Further, experts in the intricacies of insurance writing and risk assessment have cast some doubt on whether executives’ personal liability offers any potent vulnerability that can be exploited by climate activists. In a detailed analysis of the subject from June 2, an insurance executive named Kevin M. LaCroix not only questioned the “random” selection of insurance companies chosen by the letter-writers, but also suggested that they may have a fundamental misunderstanding of the exact mechanics of D&O coverage.
However, LaCroix also acknowledged that the campaign is touching on a key, and growing, issue: the likelihood of coming lawsuits over who will pay for the effects of climate change.
“The question of who bears the costs of climate change is going to become increasingly important,” LaCroix writes.
“While one might question the environmental groups’ tactics and methods, it probably is in fact a worthwhile exercise for the D&O industry to think about whether or not climate change related claims might be coming and to think about how the industry should be preparing to respond.”
Insurance companies, he says, will need to start a discussion on how such possibilities should impact pricing, risk selection and conditions.
Expanding that discussion, both in public and private, is just what organizers say is the point of the letter campaign. They suggest the questions in their letters will now build upon a nascent discussion within the D&O and broader insurance industry on climate-related liability.

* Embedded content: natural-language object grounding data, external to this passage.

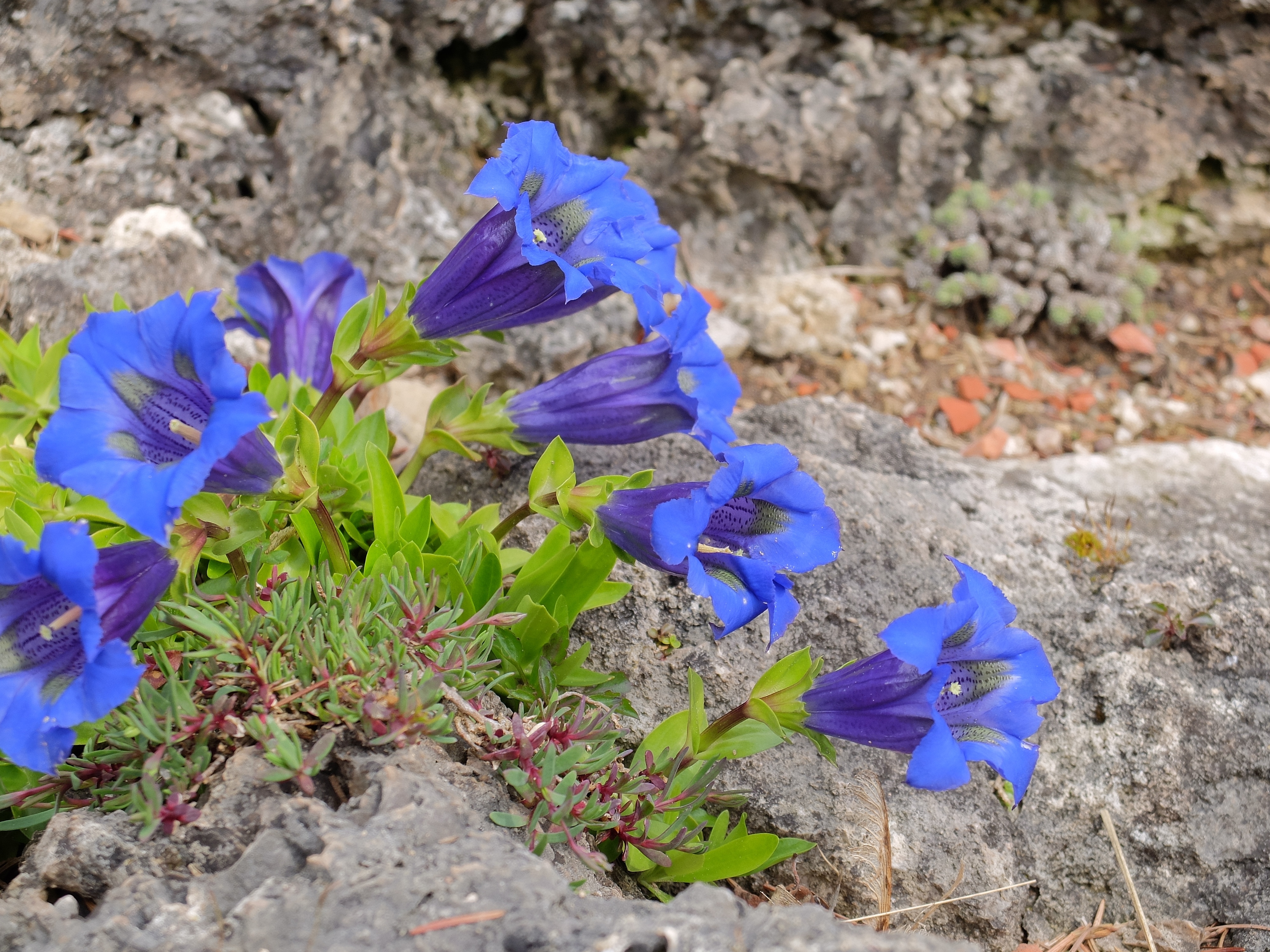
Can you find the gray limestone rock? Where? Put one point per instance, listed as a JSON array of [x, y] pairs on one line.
[[1173, 743], [410, 846], [777, 136]]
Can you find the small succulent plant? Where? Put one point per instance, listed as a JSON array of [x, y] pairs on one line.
[[1013, 256]]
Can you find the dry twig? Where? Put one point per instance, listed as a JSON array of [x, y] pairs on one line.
[[465, 920], [943, 902], [929, 913], [1128, 880]]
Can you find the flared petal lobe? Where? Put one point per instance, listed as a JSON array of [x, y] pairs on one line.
[[881, 703], [67, 616], [758, 506], [153, 412], [638, 393], [298, 307], [567, 230], [728, 536]]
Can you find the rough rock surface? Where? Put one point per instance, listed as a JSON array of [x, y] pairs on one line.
[[1173, 743], [411, 846], [777, 135]]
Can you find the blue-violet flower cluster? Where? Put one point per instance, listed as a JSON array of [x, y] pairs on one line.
[[153, 412], [67, 615], [568, 232], [676, 381], [733, 538], [298, 307], [957, 684]]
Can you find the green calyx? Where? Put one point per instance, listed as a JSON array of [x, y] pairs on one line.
[[373, 346]]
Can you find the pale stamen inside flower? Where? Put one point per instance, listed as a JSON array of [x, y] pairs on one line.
[[186, 432], [72, 615], [721, 550]]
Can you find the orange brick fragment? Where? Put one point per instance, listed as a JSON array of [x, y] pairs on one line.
[[972, 388], [1083, 400], [1132, 340], [712, 299], [990, 446], [962, 414], [1245, 364], [1022, 392], [1003, 350]]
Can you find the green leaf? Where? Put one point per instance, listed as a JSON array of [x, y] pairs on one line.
[[487, 581], [349, 332], [785, 849], [544, 568], [535, 630], [669, 738], [208, 507], [737, 857], [581, 579], [511, 821], [606, 595], [258, 379], [553, 473], [445, 519], [388, 501], [418, 524], [759, 710], [745, 739], [246, 526], [23, 823], [785, 673], [697, 711]]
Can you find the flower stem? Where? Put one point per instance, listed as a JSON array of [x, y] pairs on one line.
[[336, 552], [520, 515], [331, 397], [723, 725]]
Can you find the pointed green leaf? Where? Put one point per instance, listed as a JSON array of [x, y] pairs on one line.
[[388, 502]]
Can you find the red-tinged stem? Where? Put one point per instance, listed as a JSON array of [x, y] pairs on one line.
[[519, 516], [331, 397], [336, 552]]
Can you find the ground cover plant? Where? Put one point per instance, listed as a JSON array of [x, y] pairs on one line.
[[197, 558]]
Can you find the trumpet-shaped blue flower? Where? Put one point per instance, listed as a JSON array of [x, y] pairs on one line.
[[881, 703], [957, 684], [758, 506], [676, 381], [67, 615], [728, 536], [298, 307], [153, 412], [567, 233]]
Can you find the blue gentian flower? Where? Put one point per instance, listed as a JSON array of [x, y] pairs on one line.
[[881, 703], [567, 233], [153, 412], [297, 307], [68, 612], [676, 381], [733, 538], [959, 670]]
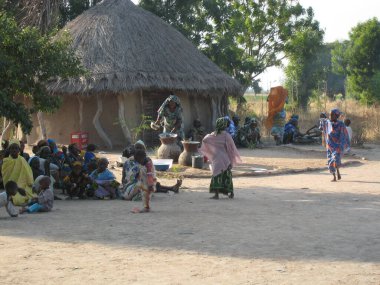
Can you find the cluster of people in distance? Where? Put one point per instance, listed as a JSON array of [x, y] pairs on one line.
[[29, 181]]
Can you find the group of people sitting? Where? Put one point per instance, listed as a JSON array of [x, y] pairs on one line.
[[29, 181]]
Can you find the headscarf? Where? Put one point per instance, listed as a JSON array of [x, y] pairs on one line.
[[55, 149], [221, 124], [336, 112], [14, 141], [77, 163], [33, 158], [295, 117], [173, 98], [42, 149], [140, 142]]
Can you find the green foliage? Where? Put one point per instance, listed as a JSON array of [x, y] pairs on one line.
[[70, 9], [359, 59], [27, 62], [306, 68], [144, 125]]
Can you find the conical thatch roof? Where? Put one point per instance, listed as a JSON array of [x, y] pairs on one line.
[[127, 48]]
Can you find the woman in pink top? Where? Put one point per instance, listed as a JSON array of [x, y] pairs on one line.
[[220, 149]]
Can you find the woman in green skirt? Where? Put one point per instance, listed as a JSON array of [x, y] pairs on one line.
[[221, 151]]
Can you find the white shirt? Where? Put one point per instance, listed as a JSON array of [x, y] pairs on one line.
[[11, 209]]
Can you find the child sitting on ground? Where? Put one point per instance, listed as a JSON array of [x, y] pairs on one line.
[[89, 156], [146, 180], [104, 181], [77, 184], [44, 201], [11, 189]]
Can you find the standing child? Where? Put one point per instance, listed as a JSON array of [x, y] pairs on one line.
[[347, 123], [44, 201], [220, 149], [11, 189], [337, 142], [146, 180]]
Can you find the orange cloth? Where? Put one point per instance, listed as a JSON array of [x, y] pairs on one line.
[[276, 101]]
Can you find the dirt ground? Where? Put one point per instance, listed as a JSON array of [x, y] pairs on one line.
[[283, 229]]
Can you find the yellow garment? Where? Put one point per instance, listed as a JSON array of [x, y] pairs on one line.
[[276, 102], [19, 171]]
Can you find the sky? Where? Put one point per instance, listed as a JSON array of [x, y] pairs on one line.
[[336, 18]]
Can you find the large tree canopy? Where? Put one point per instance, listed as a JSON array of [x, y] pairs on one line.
[[27, 61], [359, 59], [305, 69], [243, 37]]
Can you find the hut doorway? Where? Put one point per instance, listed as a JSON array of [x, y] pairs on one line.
[[151, 101]]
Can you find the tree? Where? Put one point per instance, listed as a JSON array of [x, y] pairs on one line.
[[359, 59], [243, 37], [27, 61], [306, 66], [70, 9], [42, 14], [187, 16]]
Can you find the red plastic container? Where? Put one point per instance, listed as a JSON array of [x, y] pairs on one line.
[[80, 138]]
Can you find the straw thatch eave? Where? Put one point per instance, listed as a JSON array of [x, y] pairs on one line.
[[126, 48]]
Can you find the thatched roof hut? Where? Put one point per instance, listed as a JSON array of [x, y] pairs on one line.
[[134, 58]]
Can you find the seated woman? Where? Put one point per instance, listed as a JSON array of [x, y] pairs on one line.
[[197, 132], [15, 168], [34, 163], [47, 166], [104, 181], [78, 184]]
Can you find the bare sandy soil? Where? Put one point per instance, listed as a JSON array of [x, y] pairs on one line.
[[289, 229]]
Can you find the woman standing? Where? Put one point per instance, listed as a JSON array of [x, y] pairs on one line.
[[337, 142], [170, 113], [220, 149]]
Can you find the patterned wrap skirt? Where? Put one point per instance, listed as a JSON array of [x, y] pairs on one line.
[[222, 182]]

Documentation accompanying the letters recounts an anecdote from 2006 about a man named Christopher Walker, then head of a unit on greenhouse gas “risk solutions” at insurance giant Swiss Re. Walker said his company “may be forced to approach Exxon Mobil and tell them that ‘since you don’t think climate change is a problem, and you’re betting your stockholders’ assets on that, we’re sure you won’t mind if we exclude climate-related lawsuits from your D&O insurance.’”
Certainly insurance companies are increasingly being forced to grapple with the broader effects of climate change. Just last month Illinois Farmers Insurance tried to launch a class-action lawsuit against a dozen cities and counties in the state, claiming government officials had ignored the potential impacts of climate change and failed to prepare for related impacts. In this case, those impacts included April 2013 flooding damage that the insurance company then had to cover.

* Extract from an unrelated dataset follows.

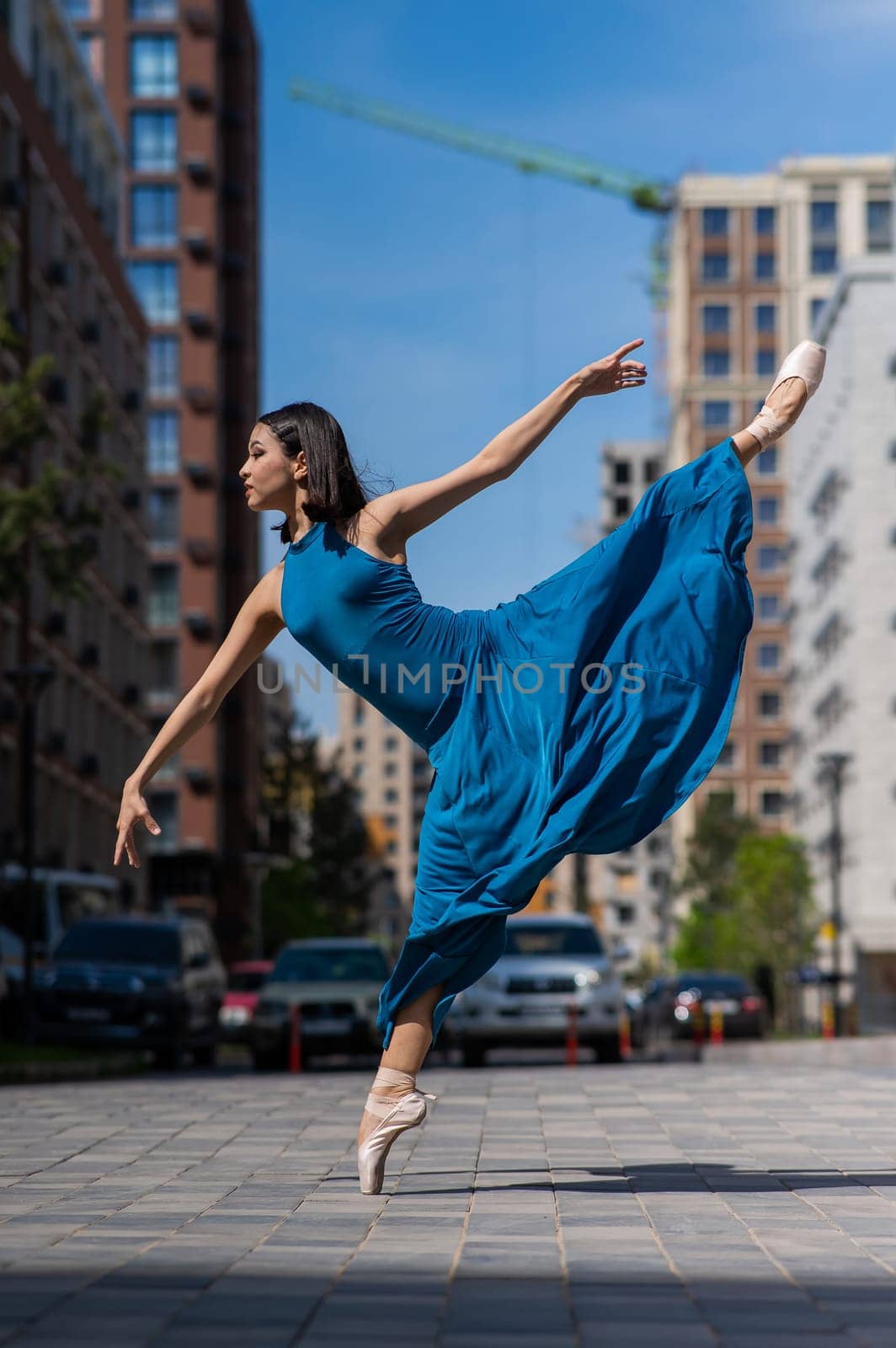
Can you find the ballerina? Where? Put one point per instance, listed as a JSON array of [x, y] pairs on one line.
[[573, 719]]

Although the case was ultimately dropped last week, environmental advocates are seizing on the attempt as a concrete sign that insurers are starting to look at climate change as a foreseeable risk.
“It is almost inevitable that we will see an exponential increase in climate litigation as impacts continue to bite,” Minshull, of Greenpeace International, said.
“While possible causes for action are broad, the letter to insurers and carbon majors focused specifically on whether directors of fossil fuel companies should be allowed to engage in campaigns of misinformation with impunity … The question for the insurance industry and policymakers is, should this type of behavior be covered by insurance? Can you offer financial protection against deliberately behaving badly?”
The two sets of letters asked recipients to respond within a month. Organizers say they plan to post all responses to the Greenpeace International website.